Job Arrays

SLURM Job arrays are best used for tasks that are completely independent, such as parameter sweeps, permutation analysis or simulation, that could be executed in any order and don't have to run at the same time. This kind of work is often described as embarrassingly parallel.
An embarrassingly parallel problem is one that requires no communication or dependency between the tasks (unlike distributed computing problems that need communication between tasks).

Note: The maximum number of submitted jobs and thus the maximum number of tasks in an array is 1000. If your job requires more than 1000 tasks, please reach out to the support team.

A job array will submit the same script repeatedly over a designated index using the SBATCH command --array

For example, the following code:

#!/bin/bash -e

#SBATCH --job-name       ArrayJob     # job name (shows up in the queue)
#SBATCH --account        nesi99991    # Project to bill
#SBATCH --time           00:01:00     # Walltime (HH:MM:SS)
#SBATCH --mem            512MB        # Memory
#SBATCH --array          1-2          # Array jobs

pwd
echo "This is result ${SLURM_ARRAY_TASK_ID}"
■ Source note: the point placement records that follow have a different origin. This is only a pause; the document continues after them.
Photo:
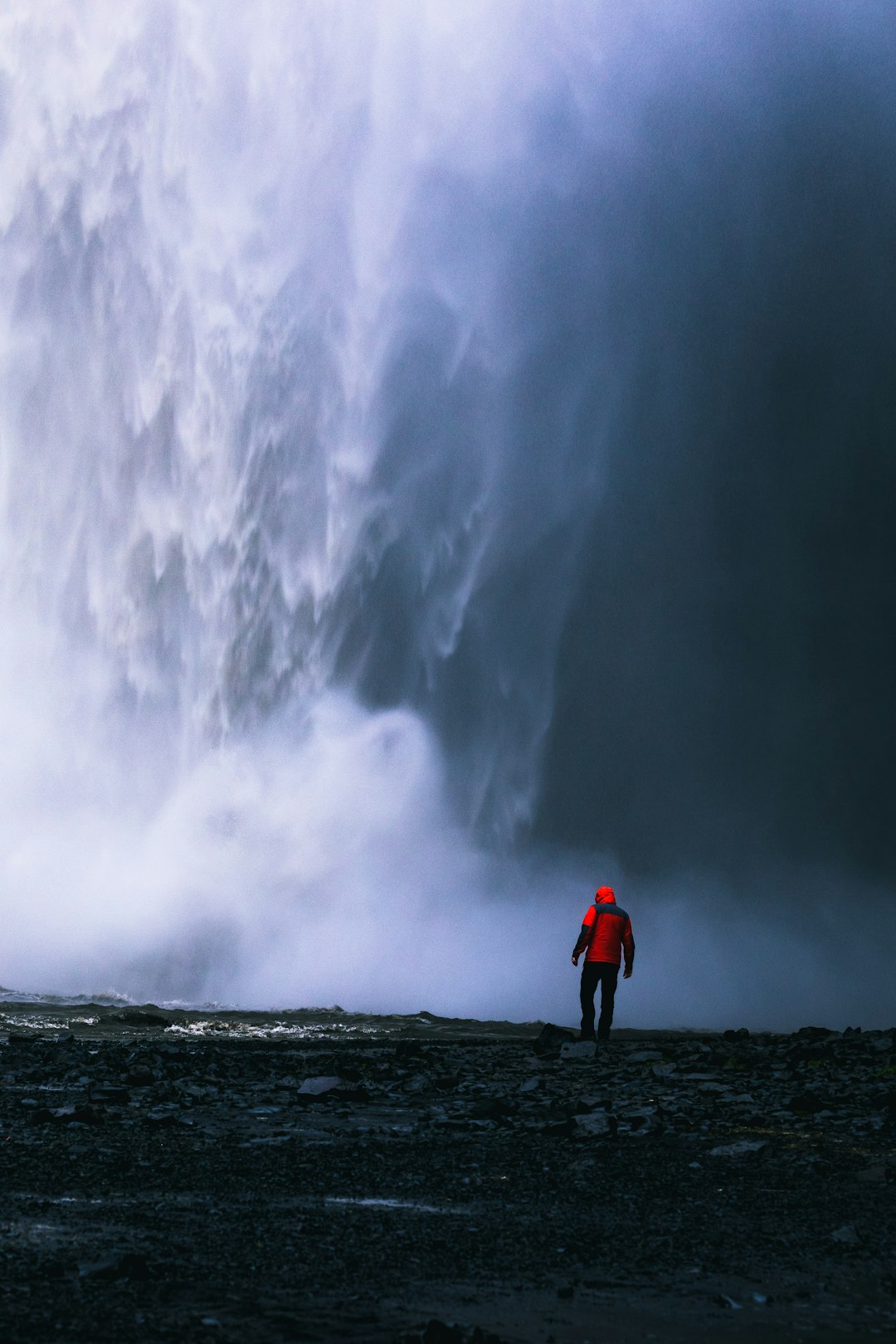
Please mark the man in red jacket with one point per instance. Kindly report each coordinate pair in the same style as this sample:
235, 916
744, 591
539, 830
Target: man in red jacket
606, 933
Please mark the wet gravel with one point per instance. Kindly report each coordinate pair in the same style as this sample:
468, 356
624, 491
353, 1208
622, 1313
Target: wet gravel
451, 1187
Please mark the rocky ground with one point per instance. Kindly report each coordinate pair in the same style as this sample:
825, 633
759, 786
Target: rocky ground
171, 1181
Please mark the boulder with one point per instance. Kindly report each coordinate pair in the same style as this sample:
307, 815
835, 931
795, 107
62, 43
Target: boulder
579, 1051
551, 1040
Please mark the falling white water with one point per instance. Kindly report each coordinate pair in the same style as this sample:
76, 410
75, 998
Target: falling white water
264, 480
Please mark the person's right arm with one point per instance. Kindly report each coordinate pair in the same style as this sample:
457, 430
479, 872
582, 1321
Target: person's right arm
582, 944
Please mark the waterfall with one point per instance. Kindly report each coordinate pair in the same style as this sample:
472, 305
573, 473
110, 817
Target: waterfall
370, 382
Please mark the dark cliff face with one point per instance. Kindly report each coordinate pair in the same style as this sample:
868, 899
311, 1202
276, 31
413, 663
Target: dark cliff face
684, 616
724, 679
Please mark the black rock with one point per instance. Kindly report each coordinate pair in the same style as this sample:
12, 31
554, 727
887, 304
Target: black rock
119, 1265
551, 1038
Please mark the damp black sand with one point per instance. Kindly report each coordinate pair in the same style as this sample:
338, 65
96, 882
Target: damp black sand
187, 1175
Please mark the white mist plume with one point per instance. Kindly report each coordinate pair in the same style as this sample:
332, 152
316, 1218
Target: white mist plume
212, 236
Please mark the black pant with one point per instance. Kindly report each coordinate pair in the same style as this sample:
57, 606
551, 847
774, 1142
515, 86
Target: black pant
606, 975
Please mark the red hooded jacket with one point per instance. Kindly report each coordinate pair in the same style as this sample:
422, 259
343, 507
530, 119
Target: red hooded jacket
611, 930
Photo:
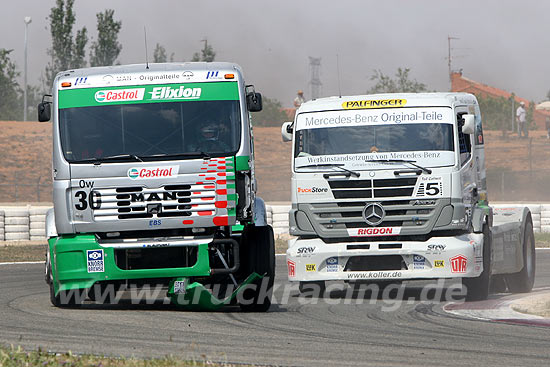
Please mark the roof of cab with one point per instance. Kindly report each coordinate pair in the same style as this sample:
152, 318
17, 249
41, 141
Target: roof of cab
150, 68
411, 100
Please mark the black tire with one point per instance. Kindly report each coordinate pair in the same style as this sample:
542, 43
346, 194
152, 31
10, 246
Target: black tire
64, 299
478, 288
317, 287
522, 281
258, 255
102, 293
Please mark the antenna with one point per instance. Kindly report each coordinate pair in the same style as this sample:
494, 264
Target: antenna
146, 56
338, 74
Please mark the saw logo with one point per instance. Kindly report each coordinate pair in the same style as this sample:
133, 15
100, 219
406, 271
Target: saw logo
153, 172
383, 103
175, 93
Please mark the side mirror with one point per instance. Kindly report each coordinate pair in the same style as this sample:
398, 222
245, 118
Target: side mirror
286, 131
253, 99
469, 124
254, 102
44, 110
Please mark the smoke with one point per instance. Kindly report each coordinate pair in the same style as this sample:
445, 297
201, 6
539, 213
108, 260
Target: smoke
501, 43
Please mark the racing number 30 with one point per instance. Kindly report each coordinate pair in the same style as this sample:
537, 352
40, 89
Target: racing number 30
94, 200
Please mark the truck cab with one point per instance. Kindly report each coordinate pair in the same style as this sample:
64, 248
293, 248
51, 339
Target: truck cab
153, 175
392, 186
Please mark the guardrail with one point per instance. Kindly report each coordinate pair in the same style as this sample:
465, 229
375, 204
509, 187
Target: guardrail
23, 223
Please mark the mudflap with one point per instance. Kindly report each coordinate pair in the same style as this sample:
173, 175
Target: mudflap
195, 296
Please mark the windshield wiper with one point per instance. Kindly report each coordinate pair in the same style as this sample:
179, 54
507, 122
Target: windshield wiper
333, 165
111, 158
200, 154
413, 163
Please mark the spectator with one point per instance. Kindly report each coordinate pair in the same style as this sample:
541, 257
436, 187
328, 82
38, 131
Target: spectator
520, 119
299, 99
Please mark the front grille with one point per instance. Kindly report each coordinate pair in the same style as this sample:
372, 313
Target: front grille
375, 188
136, 202
375, 263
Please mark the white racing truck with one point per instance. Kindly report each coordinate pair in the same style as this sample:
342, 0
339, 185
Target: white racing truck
392, 187
153, 184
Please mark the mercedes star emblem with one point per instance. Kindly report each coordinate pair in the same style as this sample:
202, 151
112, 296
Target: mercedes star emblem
374, 214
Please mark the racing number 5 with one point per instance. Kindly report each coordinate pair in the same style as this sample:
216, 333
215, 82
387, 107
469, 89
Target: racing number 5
432, 188
94, 200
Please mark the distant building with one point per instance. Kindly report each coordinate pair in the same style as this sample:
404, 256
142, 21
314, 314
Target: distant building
461, 84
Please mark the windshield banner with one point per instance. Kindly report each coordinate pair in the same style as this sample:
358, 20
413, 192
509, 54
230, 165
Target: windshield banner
361, 161
86, 97
386, 116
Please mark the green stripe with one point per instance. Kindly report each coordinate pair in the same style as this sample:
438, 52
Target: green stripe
86, 97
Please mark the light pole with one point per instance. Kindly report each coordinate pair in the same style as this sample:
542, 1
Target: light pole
27, 20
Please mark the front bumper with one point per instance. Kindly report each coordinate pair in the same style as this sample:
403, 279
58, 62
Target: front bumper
438, 257
79, 261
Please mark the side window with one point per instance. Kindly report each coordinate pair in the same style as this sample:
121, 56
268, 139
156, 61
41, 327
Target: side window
464, 141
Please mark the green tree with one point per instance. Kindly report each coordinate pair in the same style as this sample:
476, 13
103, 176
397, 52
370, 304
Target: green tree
497, 112
272, 113
530, 116
160, 54
65, 52
9, 88
401, 84
206, 54
107, 48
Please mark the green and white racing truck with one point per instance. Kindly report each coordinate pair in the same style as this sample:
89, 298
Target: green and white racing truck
153, 183
392, 187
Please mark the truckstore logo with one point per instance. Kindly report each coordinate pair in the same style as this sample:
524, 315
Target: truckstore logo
373, 214
175, 93
458, 264
291, 268
153, 172
119, 95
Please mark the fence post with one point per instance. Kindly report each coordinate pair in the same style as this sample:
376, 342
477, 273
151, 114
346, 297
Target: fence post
16, 181
38, 189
will submit, ArrayJob_1 and ArrayJob_2, which will return the results This is result 1 and This is result 2 respectively.

Using `SLURM_ARRAY_TASK_ID`¶

Use of the environment variable ${SLURM_ARRAY_TASK_ID} is the recommended method of variation between the jobs.

As a direct input to a function.

matlab -nodisplay -r "myFunction(${SLURM_ARRAY_TASK_ID})"

As an index to an array.

inArray=(1 2 4 8 16 32 64 128)
input=${inArray[$SLURM_ARRAY_TASK_ID]}

For selecting input files.

input=inputs/mesh_${SLURM_ARRAY_TASK_ID}.stl

As a seed for a pseudo-random number.

In R

task_id = as.numeric(Sys.getenv("SLURM_ARRAY_TASK_ID"))
set.seed(task_id)

In MATLAB

task_id = str2num(getenv('SLURM_ARRAY_TASK_ID'))
rng(task_id)

Using a seed is important, otherwise multiple jobs may receive the same pseudo-random numbers.

As an index to an array of filenames.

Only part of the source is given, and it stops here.